Chi sono i registi che ti piacciono, a parte Hitchcock?

“Io sono molto da grandi attrici della scuola classica, MGM, perché loro recitavano in una maniera completamente demenziale oggi, nessuno potrebbe più lavorare in quel modo, invece sono interessanti per il teatro: Bette Davis, Joan Crawford…”.

Le figure femminili nella spettacolarizzazione “camp”: questo è uno spettacolo “camp”. Cosa vuol dire “camp”?

“Eh se lo chiedono tutti da 50 anni. Lo vedi lo riconosci ma non sai dargli una definizione perché è una forma ambigua".

Però è adatta alle famiglie e agli anziani, spettacoli come quelli di Ennio Marchetto, i tuoi o Riccardo Castagnari che fa Marlene Dietrich: anziani e bambini si divertono tutti.
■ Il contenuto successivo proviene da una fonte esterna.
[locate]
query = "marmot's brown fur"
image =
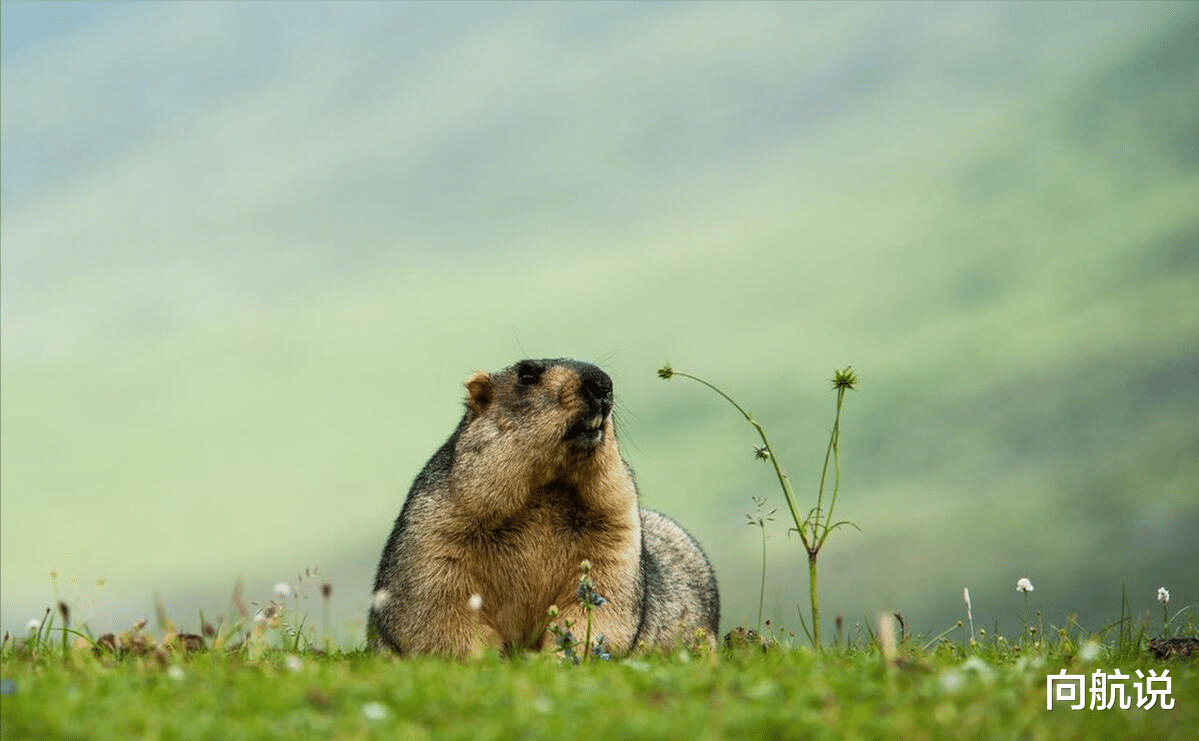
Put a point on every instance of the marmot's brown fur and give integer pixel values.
(529, 486)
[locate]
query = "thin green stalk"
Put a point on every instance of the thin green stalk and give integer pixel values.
(818, 523)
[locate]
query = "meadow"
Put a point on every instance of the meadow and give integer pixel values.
(270, 679)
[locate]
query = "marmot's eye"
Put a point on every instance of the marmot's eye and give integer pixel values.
(528, 374)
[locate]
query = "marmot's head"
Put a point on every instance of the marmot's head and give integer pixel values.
(553, 414)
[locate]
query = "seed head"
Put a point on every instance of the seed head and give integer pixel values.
(844, 379)
(380, 598)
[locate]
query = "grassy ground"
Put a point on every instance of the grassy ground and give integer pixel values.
(862, 688)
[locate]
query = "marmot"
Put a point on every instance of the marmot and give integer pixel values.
(530, 485)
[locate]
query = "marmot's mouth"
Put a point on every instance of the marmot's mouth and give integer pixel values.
(588, 431)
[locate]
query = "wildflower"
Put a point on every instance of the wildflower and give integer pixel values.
(588, 595)
(374, 711)
(844, 379)
(380, 598)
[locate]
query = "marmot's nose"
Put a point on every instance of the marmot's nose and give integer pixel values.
(596, 387)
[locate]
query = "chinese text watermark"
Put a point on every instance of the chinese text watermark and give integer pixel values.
(1108, 690)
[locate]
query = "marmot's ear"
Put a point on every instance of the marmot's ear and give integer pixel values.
(480, 392)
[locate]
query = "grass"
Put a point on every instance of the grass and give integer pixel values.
(916, 688)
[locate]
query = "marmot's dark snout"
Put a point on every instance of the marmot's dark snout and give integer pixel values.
(595, 385)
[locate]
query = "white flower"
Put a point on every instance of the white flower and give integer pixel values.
(374, 711)
(380, 598)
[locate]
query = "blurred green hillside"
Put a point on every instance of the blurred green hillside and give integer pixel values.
(243, 282)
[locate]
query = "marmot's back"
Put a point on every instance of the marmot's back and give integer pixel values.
(494, 528)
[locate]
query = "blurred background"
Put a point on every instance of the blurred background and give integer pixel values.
(252, 251)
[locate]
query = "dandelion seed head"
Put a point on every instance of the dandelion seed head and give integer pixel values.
(374, 711)
(380, 598)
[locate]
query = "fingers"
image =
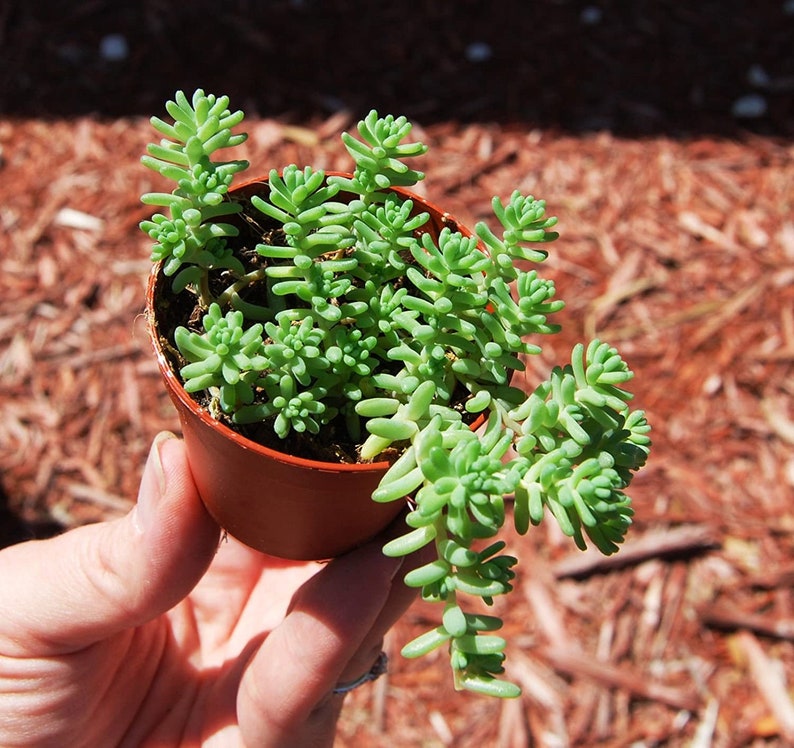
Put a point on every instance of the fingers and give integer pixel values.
(63, 594)
(333, 633)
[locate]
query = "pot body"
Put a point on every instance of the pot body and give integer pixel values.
(281, 505)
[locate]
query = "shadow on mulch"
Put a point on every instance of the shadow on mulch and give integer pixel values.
(641, 68)
(15, 530)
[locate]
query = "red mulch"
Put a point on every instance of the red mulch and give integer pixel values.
(678, 249)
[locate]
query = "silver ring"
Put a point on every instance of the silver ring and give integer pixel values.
(379, 668)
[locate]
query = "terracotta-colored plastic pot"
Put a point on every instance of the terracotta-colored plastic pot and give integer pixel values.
(282, 505)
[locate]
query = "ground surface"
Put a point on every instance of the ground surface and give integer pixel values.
(677, 245)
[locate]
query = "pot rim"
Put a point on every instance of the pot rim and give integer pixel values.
(177, 390)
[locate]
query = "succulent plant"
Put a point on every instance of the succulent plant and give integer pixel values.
(357, 314)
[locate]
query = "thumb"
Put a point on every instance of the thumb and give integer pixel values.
(71, 591)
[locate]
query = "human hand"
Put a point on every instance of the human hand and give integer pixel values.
(144, 631)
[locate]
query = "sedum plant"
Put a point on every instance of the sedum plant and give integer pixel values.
(353, 313)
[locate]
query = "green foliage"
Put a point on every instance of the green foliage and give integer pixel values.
(190, 232)
(404, 335)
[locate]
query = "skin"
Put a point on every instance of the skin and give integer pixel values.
(148, 631)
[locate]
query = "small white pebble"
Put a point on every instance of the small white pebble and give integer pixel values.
(113, 47)
(750, 106)
(479, 52)
(591, 15)
(77, 219)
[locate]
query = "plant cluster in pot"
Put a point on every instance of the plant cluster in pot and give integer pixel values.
(361, 342)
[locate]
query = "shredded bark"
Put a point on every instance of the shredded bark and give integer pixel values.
(679, 250)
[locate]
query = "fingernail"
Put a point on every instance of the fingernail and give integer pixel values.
(149, 494)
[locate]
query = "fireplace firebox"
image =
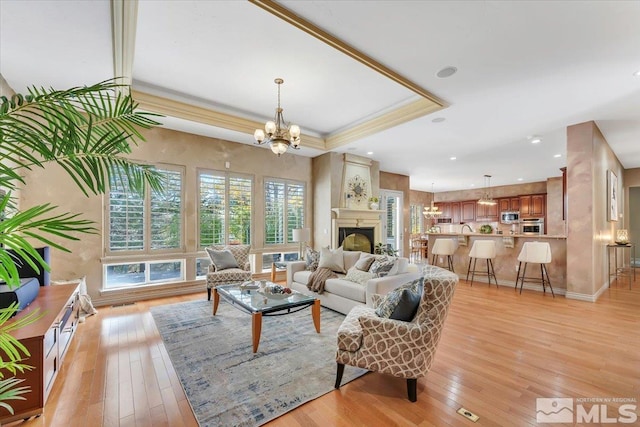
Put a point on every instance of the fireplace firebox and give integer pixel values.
(356, 238)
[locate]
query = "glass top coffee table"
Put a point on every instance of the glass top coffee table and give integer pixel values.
(250, 298)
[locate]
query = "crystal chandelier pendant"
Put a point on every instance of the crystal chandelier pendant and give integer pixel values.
(277, 133)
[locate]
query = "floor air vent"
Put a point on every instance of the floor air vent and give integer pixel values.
(123, 304)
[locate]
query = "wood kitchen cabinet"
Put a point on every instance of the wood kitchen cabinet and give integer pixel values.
(468, 211)
(445, 208)
(455, 213)
(487, 212)
(533, 206)
(509, 204)
(47, 340)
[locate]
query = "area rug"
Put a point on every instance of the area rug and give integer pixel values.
(226, 383)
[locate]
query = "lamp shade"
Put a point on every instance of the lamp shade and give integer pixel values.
(622, 236)
(301, 234)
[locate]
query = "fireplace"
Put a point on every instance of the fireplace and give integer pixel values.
(356, 238)
(356, 229)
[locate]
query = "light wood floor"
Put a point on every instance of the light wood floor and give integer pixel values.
(499, 352)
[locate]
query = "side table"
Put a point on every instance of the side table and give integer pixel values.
(621, 270)
(277, 266)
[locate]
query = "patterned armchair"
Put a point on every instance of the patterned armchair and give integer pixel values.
(394, 347)
(230, 275)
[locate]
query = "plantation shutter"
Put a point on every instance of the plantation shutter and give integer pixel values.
(295, 208)
(225, 209)
(126, 216)
(274, 212)
(166, 212)
(239, 210)
(212, 209)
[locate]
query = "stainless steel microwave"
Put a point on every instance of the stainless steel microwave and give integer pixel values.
(509, 217)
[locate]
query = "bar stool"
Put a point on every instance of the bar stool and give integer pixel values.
(416, 249)
(443, 247)
(482, 249)
(536, 253)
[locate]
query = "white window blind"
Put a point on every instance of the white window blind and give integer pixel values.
(133, 217)
(166, 212)
(225, 209)
(126, 217)
(284, 210)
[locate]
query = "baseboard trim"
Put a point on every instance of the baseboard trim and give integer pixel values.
(124, 296)
(511, 284)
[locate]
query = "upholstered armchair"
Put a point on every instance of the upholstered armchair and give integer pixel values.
(223, 274)
(394, 347)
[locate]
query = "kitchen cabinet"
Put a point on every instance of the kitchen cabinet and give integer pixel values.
(445, 208)
(487, 212)
(509, 204)
(455, 213)
(533, 206)
(468, 211)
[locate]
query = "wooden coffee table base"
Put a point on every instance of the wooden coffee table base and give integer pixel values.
(256, 319)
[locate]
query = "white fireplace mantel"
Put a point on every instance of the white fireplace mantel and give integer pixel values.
(344, 213)
(356, 218)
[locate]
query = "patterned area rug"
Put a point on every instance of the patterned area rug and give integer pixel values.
(226, 383)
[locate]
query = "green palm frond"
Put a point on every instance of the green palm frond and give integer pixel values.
(86, 130)
(89, 132)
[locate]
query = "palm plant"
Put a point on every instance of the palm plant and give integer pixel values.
(87, 131)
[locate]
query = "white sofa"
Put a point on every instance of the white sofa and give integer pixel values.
(342, 295)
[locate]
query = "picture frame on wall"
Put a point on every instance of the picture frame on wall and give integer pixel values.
(612, 196)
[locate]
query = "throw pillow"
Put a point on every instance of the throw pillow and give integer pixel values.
(402, 303)
(311, 258)
(332, 259)
(381, 268)
(358, 276)
(394, 268)
(365, 261)
(222, 260)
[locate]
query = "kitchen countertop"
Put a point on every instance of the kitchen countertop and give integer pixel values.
(530, 236)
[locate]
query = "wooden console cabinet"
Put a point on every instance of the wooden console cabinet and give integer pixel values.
(47, 340)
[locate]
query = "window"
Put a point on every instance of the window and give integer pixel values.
(142, 273)
(283, 211)
(225, 208)
(416, 219)
(145, 223)
(271, 257)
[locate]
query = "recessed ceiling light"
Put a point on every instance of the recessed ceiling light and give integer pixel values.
(534, 139)
(446, 72)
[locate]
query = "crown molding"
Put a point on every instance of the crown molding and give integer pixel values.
(182, 110)
(297, 21)
(406, 113)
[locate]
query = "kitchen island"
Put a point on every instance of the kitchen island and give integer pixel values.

“Perché non è un teatro presuntuoso, è un teatro che ti viene incontro. Non c’è la presunzione dell’intellettuale però c’è il gioco dietro ma io non te la devo mica servire la mia intelligenza, io sono al tuo servizio. Se tu sei al servizio del pubblico, il pubblico lo capisce. Non è un’esibizione del proprio “Io”, questo non interessa più a nessuno".